Après six tentatives par des infirmières de quatre nationalités différentes de me faire une prise de sang, ma femme a décidé que le NHS (1) est bien aussi mauvais que l’avaient décrit les médias japonais. Au moins, elle a fini par apprendre ce qu’était le Brexit grâce à la télévision installée dans la salle d’attente.

Apparemment je ne le lui avais pas suffisamment expliqué.

Le temps passé en salle d’attente m’a fait prendre conscience de quelque chose. Rien n’a changé en fait.

Le 15 novembre dernier, la chute de la livre sterling a été soudaine mais minime, nous ramenant à peine au niveau de fin octobre. Finalement, tout le ramdam soulevé porte sur le soutien au Brexit, pas sur l’accord à proprement dit.

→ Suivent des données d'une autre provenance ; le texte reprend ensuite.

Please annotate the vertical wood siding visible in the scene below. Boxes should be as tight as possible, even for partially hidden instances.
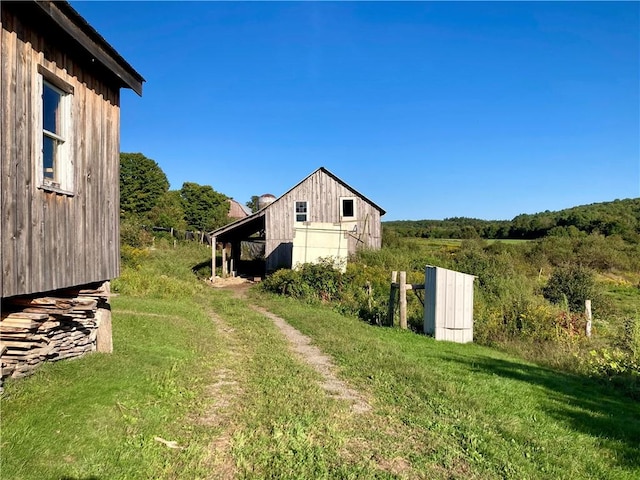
[0,9,120,297]
[265,170,382,271]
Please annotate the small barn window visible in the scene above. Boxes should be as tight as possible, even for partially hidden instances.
[340,197,356,219]
[37,69,74,195]
[296,201,309,222]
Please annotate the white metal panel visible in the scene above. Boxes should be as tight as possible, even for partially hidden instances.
[424,266,475,343]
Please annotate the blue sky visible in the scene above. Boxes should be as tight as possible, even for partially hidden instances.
[71,1,640,220]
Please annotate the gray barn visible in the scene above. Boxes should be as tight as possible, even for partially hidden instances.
[0,1,144,380]
[210,167,385,272]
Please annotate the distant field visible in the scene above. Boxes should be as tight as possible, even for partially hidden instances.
[0,246,640,480]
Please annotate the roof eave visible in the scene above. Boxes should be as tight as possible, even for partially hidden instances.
[34,0,145,96]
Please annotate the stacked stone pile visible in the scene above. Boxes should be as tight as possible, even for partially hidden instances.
[0,287,109,388]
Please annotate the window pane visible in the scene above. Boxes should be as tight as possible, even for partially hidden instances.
[42,83,61,135]
[342,199,353,217]
[42,135,57,180]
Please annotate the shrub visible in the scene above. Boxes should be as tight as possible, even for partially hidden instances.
[542,264,596,312]
[120,219,153,248]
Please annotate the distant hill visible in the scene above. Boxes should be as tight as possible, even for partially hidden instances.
[383,198,640,242]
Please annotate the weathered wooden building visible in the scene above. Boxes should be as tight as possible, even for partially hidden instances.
[210,167,385,273]
[0,1,144,382]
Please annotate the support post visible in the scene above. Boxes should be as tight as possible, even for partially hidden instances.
[211,237,216,282]
[398,272,407,330]
[387,270,398,327]
[222,242,228,278]
[584,300,593,338]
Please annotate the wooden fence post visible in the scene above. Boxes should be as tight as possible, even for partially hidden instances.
[211,237,217,282]
[222,242,228,278]
[387,271,398,327]
[398,272,407,330]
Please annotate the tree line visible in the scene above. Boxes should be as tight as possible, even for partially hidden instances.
[383,198,640,243]
[120,153,241,232]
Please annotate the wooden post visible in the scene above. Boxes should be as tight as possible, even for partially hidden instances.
[222,242,228,278]
[211,237,216,282]
[387,271,398,327]
[398,272,407,330]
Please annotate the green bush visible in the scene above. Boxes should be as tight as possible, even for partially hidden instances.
[120,218,153,248]
[542,264,596,312]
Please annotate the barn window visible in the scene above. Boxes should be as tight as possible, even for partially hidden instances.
[296,202,309,222]
[340,197,356,219]
[37,68,74,195]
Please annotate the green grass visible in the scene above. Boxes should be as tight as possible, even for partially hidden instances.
[252,292,640,478]
[0,246,640,479]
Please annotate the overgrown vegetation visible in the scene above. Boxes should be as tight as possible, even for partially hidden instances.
[263,234,640,398]
[0,240,640,480]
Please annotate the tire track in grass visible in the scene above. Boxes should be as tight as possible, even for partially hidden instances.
[248,304,371,413]
[198,311,246,479]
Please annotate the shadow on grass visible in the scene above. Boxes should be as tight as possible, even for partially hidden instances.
[449,356,640,467]
[60,477,100,480]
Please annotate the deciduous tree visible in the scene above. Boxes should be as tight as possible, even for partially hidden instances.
[120,153,169,216]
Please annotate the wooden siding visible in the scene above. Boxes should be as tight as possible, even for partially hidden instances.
[0,8,120,297]
[265,169,382,271]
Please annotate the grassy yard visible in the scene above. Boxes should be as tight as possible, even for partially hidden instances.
[0,247,640,480]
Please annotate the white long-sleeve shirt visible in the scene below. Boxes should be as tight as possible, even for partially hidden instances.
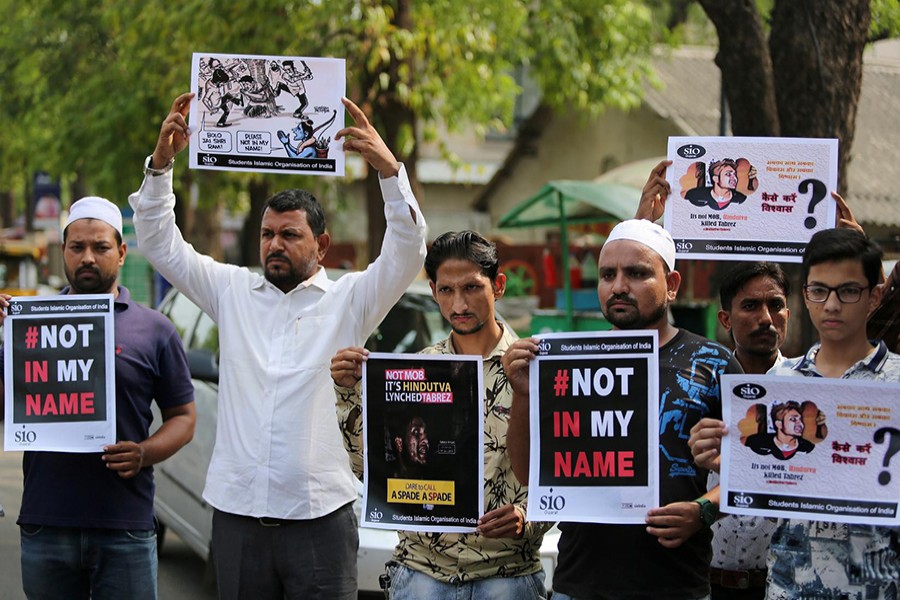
[128,166,425,519]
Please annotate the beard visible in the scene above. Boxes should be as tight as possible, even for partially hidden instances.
[603,296,669,329]
[263,253,318,292]
[65,267,119,294]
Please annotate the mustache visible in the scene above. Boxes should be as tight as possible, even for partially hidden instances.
[750,325,778,336]
[606,294,637,306]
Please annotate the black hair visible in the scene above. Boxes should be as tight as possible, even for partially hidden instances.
[425,229,500,282]
[719,262,791,311]
[801,228,884,287]
[771,400,803,431]
[263,189,325,236]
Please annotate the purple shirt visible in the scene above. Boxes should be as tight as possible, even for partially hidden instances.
[0,286,194,530]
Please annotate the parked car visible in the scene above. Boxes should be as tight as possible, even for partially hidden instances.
[154,273,559,592]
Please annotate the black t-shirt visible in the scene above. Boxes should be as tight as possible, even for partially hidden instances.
[553,330,742,600]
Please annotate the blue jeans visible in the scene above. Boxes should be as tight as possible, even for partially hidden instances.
[388,564,555,600]
[553,592,709,600]
[20,525,157,600]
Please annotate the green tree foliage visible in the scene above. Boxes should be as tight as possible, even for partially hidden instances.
[0,0,654,258]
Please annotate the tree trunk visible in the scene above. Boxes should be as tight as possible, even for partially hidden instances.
[700,0,780,136]
[241,179,271,267]
[769,0,871,194]
[0,190,16,227]
[699,0,871,193]
[191,196,222,261]
[366,0,422,262]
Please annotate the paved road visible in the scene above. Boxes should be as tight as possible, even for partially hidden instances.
[0,432,380,600]
[0,427,216,600]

On ne cesse de demander aux Brexiters s’ils regrettent à présent le résultat du référendum à présent. L’énorme chaos qu’il a provoqué serait un cauchemar total. Les Brexiters répliquent qu’ils ne sont pas aux affaires et qu’il est donc un peu facile de les tenir pour responsables de la pagaille que les Remainers ont fait du Brexit.

Toutefois, était-il réaliste de s’attendre à ce que le Brexit se passe sans accroc, quelle qu’ait été la personne en charge de ce projet ?

Le Brexit est un drame qui disparaît dès qu’on éteint la télévision

Néanmoins, ne vous laissez pas avoir par ce faux drame. Quel chaos le Brexit a-t-il provoqué ? Eteignez votre télévision : disparu le chaos ! Il me semble que nos biens, nos revenus et tout ce qui nous importe à nous autres Britanniques n’aient pas changé.

La croissance économique va bien. La croissance des salaires se porte encore mieux. L’inflation est faible.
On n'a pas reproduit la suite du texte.